When Gregg Williams somehow continued to find NFL employment despite his involvement in the Saints’ bounty scandal — including dropping a dime via an affidavit claiming that Saints linebacker Jonathan Vilma had indeed offered $10,000 to anyone who knocks Brett Favre out of the 2009 NFC title game — the inescapable conclusion was this: Williams must be one of the great defensive minds in existence.
After Sunday’s debacle against the Raiders, the inescapable conclusion is this: He isn’t.
Anyone who knows anything about football knows that, when leading by four points with 13 seconds to play against a team that has no time outs and the ball on your 46, you drop eight or nine men into coverage and defend the goal line. Anyone who plays Madden knows it. Anyone who plays Madden reasonably well does it, all the time.
Instead, über know-it-all Gregg Williams decided to go for the kill when the kill already was in hand, sending eight men after Raiders quarterback Derek Carr and asking undrafted rookie cornerback Lamar Jackson to cover first-round rookie Henry Ruggs III with no safety help.
Jackson has been criticized for biting on the double move from Ruggs. However, what choice did Jackson have? With no one behind Jackson, Ruggs could have caught a shorter pass and used his 4.28 speed to run past Jackson to paydirt.
Williams, not Jackson or anyone else, is responsible for the outcome. Williams, not Jackson or anyone else, is responsible for the loss. Williams, not Jackson or anyone else, blew the Jets’ best chance to avoid becoming the third NFL franchise to finish the year with an 0-16 record.
Now, the best chance to avoid losing the next four games requires, as an initial matter, firing Williams immediately. The comments from safety Marcus Maye are likely the tip of the no-confidence iceberg, one that no amount of ranting, raving, and/or Just for Men goatee gel will melt, not with only four weeks left in the season.
Who would coach Adam Gase replace Williams with? Anyone. Whoever it is, it doesn’t matter. Keeping Williams will serve only to ensure that the next four games become four more losses, sealing Gase’s fate and delaying at most by four weeks the fact that Williams is destined to become a former employee of the team.

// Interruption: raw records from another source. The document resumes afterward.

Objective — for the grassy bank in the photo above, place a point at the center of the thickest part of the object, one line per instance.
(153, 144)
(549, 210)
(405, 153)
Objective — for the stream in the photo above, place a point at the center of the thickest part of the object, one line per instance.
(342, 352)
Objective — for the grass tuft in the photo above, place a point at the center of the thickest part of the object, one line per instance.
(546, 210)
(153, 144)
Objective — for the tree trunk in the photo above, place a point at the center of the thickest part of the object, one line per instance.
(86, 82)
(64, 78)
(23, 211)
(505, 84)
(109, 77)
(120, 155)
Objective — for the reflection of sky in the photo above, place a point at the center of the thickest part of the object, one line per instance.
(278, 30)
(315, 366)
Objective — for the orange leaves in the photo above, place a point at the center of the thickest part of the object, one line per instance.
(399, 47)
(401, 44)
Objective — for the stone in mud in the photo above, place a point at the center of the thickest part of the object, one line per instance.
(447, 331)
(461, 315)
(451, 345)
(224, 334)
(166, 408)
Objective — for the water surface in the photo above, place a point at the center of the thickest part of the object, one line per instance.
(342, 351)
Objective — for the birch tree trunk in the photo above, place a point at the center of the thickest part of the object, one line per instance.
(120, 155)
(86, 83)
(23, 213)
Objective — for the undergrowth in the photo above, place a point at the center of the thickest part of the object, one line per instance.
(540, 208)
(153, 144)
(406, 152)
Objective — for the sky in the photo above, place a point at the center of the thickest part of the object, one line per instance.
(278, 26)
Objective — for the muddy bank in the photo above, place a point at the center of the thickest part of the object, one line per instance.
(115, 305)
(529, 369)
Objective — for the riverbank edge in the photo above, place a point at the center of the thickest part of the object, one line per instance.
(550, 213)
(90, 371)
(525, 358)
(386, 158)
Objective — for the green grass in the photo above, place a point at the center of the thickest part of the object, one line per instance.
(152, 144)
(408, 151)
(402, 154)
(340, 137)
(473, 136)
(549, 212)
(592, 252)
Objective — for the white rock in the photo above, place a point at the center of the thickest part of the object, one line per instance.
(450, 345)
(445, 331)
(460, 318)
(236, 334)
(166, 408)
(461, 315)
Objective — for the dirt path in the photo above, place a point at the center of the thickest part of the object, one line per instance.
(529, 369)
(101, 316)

Some have suggested that the Jets were trying to lose the game, in order to continue the tanking for Trevor Lawrence. Why would Gase care about that, if 0-16 means he won’t be back? The better conspiracy theory is that Williams is simply trying to sabotage Gase at this point, since 0-16 will stick much more clearly to him than to Williams. The better truth is likely that Williams allowed his stupid and misguided commitment to aggressive football to overpower common sense and good judgment.
Did you know that Williams also served as defensive coordinator of the 0-16 Browns? Hue Jackson, not Gregg Williams, is the name that gets tied to that 0-16. For this same reason, Gase, not Williams, will forever attach to the 0-16 Jets.
At some level, Gase may want to force Williams to suffer through the final 25 percent of a season that likely will have zero wins. If Gase wants to avoid that fate, however, he has a better chance of doing it if he tells Williams to pack up his stuff and get the hell out, right now.